Businesses are in need of better tools to collaborate with various data sources. The data catalogs with new machine learning capabilities will help you to tap your useful data. Turning big data into actionable insights is one popular goal of businesses. Data catalog tools will help the organizations to achieve this goal in the right way. The purpose of the data catalog is to support any business to find, learn, and maintain the current data assets. This process of creating the data catalog will lead several businesses to identify the data assets they were earlier not aware of.
What’s Data Catalog?
A data catalog helps to maintain the range of data assets through description, discovery, as well as the organization of datasets. This catalog offers context to allow data scientists, data analysts, and other consumers to understand and find the relevant dataset for purpose of extracting the business value.
The data catalog is an important part of the data governance discipline. This automates the metadata management as well as makes it collaborative. Getting a data catalog helps businesses to manage and discover their data at the right level. This allows companies to track down the data assets with the business mindset whereas supporting the advanced visualization and search.
What Does Data Catalog Do?
The new data catalog tools include several functions and features that depend upon the core capability of data cataloging —collecting metadata, which describes and identifies an inventory of the shareable data.
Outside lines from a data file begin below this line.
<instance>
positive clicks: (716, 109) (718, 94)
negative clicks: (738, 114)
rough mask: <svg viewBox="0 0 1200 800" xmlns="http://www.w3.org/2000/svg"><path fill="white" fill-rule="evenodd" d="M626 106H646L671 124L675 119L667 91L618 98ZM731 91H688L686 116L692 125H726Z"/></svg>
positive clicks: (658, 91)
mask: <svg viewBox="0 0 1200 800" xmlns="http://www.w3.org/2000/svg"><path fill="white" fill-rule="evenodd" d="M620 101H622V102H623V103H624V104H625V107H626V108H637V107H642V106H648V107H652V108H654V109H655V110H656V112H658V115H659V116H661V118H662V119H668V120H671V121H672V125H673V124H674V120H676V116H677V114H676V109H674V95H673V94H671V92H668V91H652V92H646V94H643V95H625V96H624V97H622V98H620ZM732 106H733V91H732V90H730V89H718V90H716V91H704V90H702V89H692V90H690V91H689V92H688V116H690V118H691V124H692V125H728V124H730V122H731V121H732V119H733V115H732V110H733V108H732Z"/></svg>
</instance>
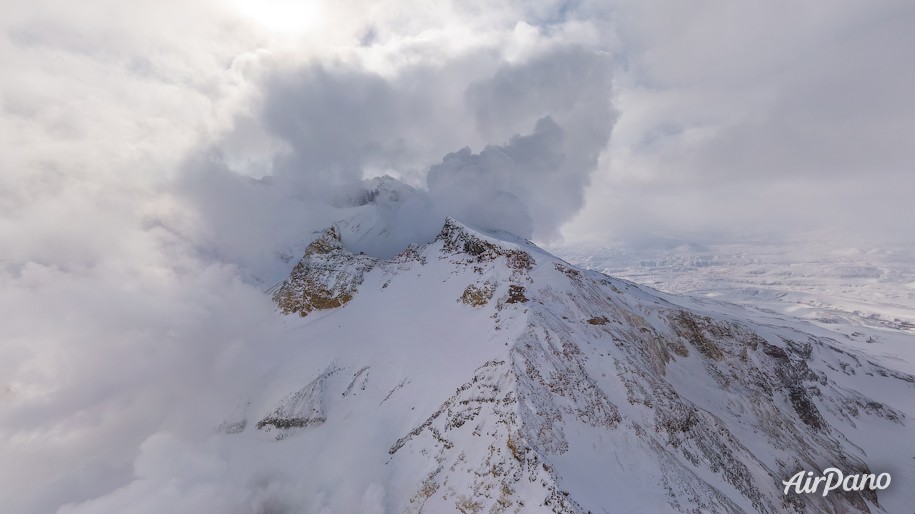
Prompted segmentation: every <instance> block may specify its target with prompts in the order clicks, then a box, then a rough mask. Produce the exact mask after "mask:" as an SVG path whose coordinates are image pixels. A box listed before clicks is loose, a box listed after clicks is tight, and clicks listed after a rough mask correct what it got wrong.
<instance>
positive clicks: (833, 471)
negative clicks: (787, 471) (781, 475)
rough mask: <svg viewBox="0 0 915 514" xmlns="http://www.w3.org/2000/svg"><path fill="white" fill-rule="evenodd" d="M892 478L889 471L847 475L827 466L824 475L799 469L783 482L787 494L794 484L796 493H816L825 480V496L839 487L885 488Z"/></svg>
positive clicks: (889, 482)
mask: <svg viewBox="0 0 915 514" xmlns="http://www.w3.org/2000/svg"><path fill="white" fill-rule="evenodd" d="M891 480H892V477H890V474H889V473H880V474H879V475H873V474H865V475H848V476H845V474H844V473H842V471H841V470H839V469H838V468H826V469H824V470H823V474H822V476H818V477H814V476H813V471H806V472H805V471H798V472H797V473H796V474H795V475H794V476H793V477H791V479H790V480H783V481H782V484H784V485H785V494H788V491H790V490H791V488H792V486H793V487H794V492H795V493H797V494H804V493H816V492H817V489H819V487H820V484H821V483H823V482H825V484H824V485H823V496H826V495H827V494H829V493H830V491H835V490H836V489H838V488H839V487H841V488H842V490H843V491H863V490H864V488H865V487H869V488H870V490H871V491H873V490H875V489H879V490H883V489H886V488H887V487H889V486H890V481H891Z"/></svg>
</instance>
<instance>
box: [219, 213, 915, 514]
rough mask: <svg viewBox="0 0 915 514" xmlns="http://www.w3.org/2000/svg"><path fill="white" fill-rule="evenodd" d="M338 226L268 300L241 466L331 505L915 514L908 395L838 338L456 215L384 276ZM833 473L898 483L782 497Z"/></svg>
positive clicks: (241, 415) (308, 251)
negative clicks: (741, 307)
mask: <svg viewBox="0 0 915 514" xmlns="http://www.w3.org/2000/svg"><path fill="white" fill-rule="evenodd" d="M344 225H345V224H344ZM344 230H345V227H343V228H341V227H340V226H335V227H330V228H328V229H327V230H326V231H325V232H324V233H323V234H322V235H320V237H318V238H317V239H315V240H314V241H313V242H312V243H311V244H310V245H309V246H308V248H307V250H306V252H305V255H304V257H302V259H301V260H300V261H299V262H298V264H297V265H296V266H295V268H294V269H293V270H292V273H291V274H290V275H289V277H288V278H287V279H286V280H285V281H283V282H282V283H281V284H279V285H278V286H277V287H275V288H274V289H273V290H272V294H273V298H274V300H275V301H276V303H277V305H278V308H279V309H281V310H282V311H283V312H284V313H286V314H288V316H286V317H285V322H286V323H287V331H286V335H287V337H286V340H284V341H279V342H274V343H273V344H275V345H276V346H277V347H278V348H280V349H279V350H278V351H277V352H276V356H277V357H276V362H275V366H274V368H273V369H272V370H270V371H269V372H268V373H266V374H265V375H264V377H263V379H262V381H261V387H259V388H257V389H256V390H254V391H252V393H251V395H250V397H249V398H245V399H242V400H241V401H240V403H239V408H238V410H237V412H235V413H232V414H231V415H229V416H227V418H226V422H225V423H224V424H223V425H222V426H221V430H222V431H223V432H224V433H225V434H226V435H225V437H228V438H236V439H237V440H238V441H239V444H238V447H239V448H243V450H240V451H242V452H248V453H249V456H248V457H247V458H258V459H267V460H269V461H270V462H272V463H273V464H274V465H275V466H276V468H277V469H279V470H284V471H285V472H290V473H299V474H305V475H307V476H308V477H309V478H308V480H307V484H308V486H307V487H308V488H310V490H308V491H304V492H303V494H306V495H309V496H311V497H314V498H319V499H320V501H319V502H318V503H321V504H322V505H324V507H327V508H330V509H331V510H334V509H336V511H339V512H357V511H360V510H361V509H362V510H364V509H366V506H365V505H366V501H369V500H367V498H369V499H370V500H371V502H373V503H375V504H378V505H381V506H383V511H385V512H574V513H579V512H580V513H585V512H595V513H596V512H652V513H657V512H881V511H883V510H885V511H887V512H906V511H905V510H904V509H905V508H910V507H911V505H912V504H913V503H915V494H913V492H912V491H911V490H910V489H911V488H908V487H904V484H911V483H912V482H913V480H915V461H913V457H915V438H912V437H911V436H912V433H913V431H912V427H911V424H912V421H911V418H912V416H915V395H913V392H915V378H913V377H912V376H911V375H909V374H906V373H903V372H900V371H898V370H896V369H892V368H891V367H886V366H884V365H881V364H878V363H877V362H874V361H873V360H872V359H869V358H868V357H867V355H865V354H863V353H861V352H860V351H858V350H855V349H853V348H851V347H849V346H846V345H845V344H843V343H841V342H838V341H835V340H833V339H831V338H830V337H829V336H830V333H829V332H826V331H825V330H822V329H820V328H817V327H815V326H812V325H807V324H805V323H803V322H800V321H793V320H791V319H788V318H783V317H780V316H778V315H776V314H770V315H767V316H768V317H766V316H763V315H757V316H755V317H754V318H753V319H747V318H746V316H745V315H744V314H745V313H746V311H744V310H742V309H741V308H738V307H732V308H731V307H727V305H726V304H718V303H708V302H704V301H701V300H693V299H690V298H686V297H678V296H673V295H667V294H662V293H658V292H656V291H653V290H650V289H647V288H644V287H640V286H637V285H635V284H633V283H630V282H627V281H624V280H620V279H615V278H611V277H608V276H606V275H603V274H600V273H597V272H594V271H586V270H583V269H580V268H577V267H575V266H572V265H570V264H568V263H566V262H565V261H563V260H561V259H559V258H557V257H554V256H553V255H550V254H548V253H546V252H544V251H543V250H541V249H539V248H538V247H536V246H535V245H533V244H532V243H530V242H529V241H525V240H522V239H519V238H516V237H514V236H511V235H508V234H491V233H490V234H484V233H482V232H479V231H475V230H472V229H471V228H468V227H467V226H465V225H463V224H461V223H460V222H458V221H456V220H453V219H450V218H449V219H448V220H447V221H446V222H445V224H444V227H443V228H442V229H441V232H440V233H439V235H438V237H437V238H436V239H435V240H434V241H433V242H430V243H428V244H426V245H423V246H418V247H417V246H410V247H408V248H407V249H405V250H404V251H403V252H402V253H400V254H399V255H397V256H396V257H394V258H390V259H381V258H376V257H371V256H368V255H365V254H360V253H356V252H353V251H350V250H348V249H347V248H346V247H345V245H344V241H345V240H346V237H345V236H344V234H343V232H344ZM242 441H245V443H242ZM255 455H256V457H254V456H255ZM240 462H243V461H240ZM826 467H837V468H840V469H842V470H843V471H844V472H845V473H847V474H848V473H881V472H891V473H892V476H893V485H897V484H898V485H899V487H891V488H889V489H887V490H885V491H879V492H878V491H871V490H865V491H861V492H852V493H839V492H833V493H831V494H830V495H829V496H826V497H822V496H819V495H795V494H788V495H785V494H783V489H784V486H783V485H782V481H783V480H787V479H788V478H789V477H791V476H792V475H794V474H795V473H797V472H798V471H804V470H809V471H815V472H817V473H819V471H820V470H822V469H824V468H826ZM901 509H902V510H901Z"/></svg>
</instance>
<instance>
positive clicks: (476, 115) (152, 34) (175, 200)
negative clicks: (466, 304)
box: [0, 0, 915, 514]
It’s impractical to try cataloging as a manual effort. The automated discovery of the datasets, for an initial catalog build & ongoing discovery of the new datasets, is very important. The use of machine learning and AI for semantic inference, metadata collection, and tagging, will be very important to get high value from the automation and reduce any manual effort.
How to Build Data Catalog for Your Business?
Building a data catalog process will be separated in three ways:
- Indexing: First data catalog indexes metadata of the organizations’ files, data tables & databases.
- Organizing: It adds descriptions of files and tables and makes your data understandable for the data consumers.
- Tracking: The data catalogs are used for tracking the organization’s data assets. The methods include analyzing the origins of data, graph analytics algorithms, and destination, and informative summaries that include various statistics.
When it is done manually, it will be a time-consuming process. Luckily, the modern data catalog tools have a wide range of powerful capabilities like relationship discovery, pattern detection, pervasive profiling, classification, and automatic harvesting so that you will highlight the data quality issues rather easily and begin applying the right actions.
Advantages of the Data Catalog
The data catalog is important to the business users as it synthesizes all details about the organization’s data assets over various dictionaries just by organizing them in the simple to digest setting. This data catalog offers complete clarity in data definitions, and important business attributes so that all the users understand & leverage the data as an asset. It identifies the data owners or subject matter experts, thus business users will know where they must go whenever they have any important data questions—allowing simple collaboration between various departments.
- Higher data context
- Increased data efficiency
- Higher data analysis
- Decreased risk of error
The powerful data catalog will help you:
- Enable users to access metadata with the data itself
- Make a repository for your data, which includes quality, structure, definitions as well as stats on the data usage
- Ensure data consistency & accuracy just by updating it automatically, whereas allowing a person to edit & stay in a loop
- Simplify data compliance and governance by offering a graphical representation of the lineage of data assets—and tracing this over the lifecycle.
- View & understand the data lineage —that includes source, transformations applied, and one using it
Conclusion
The data catalog must be a cornerstone of all your data processes and strategies. Suppose you want to take complete control of the data, avoid polluting the data lake, build a place of the trusted data in a most collaborative way, begin using the right data strategy and act on the privacy regulations, you need a data catalog. When you choose the right platform it allows you to manage and catalog your enterprise data in one single environment.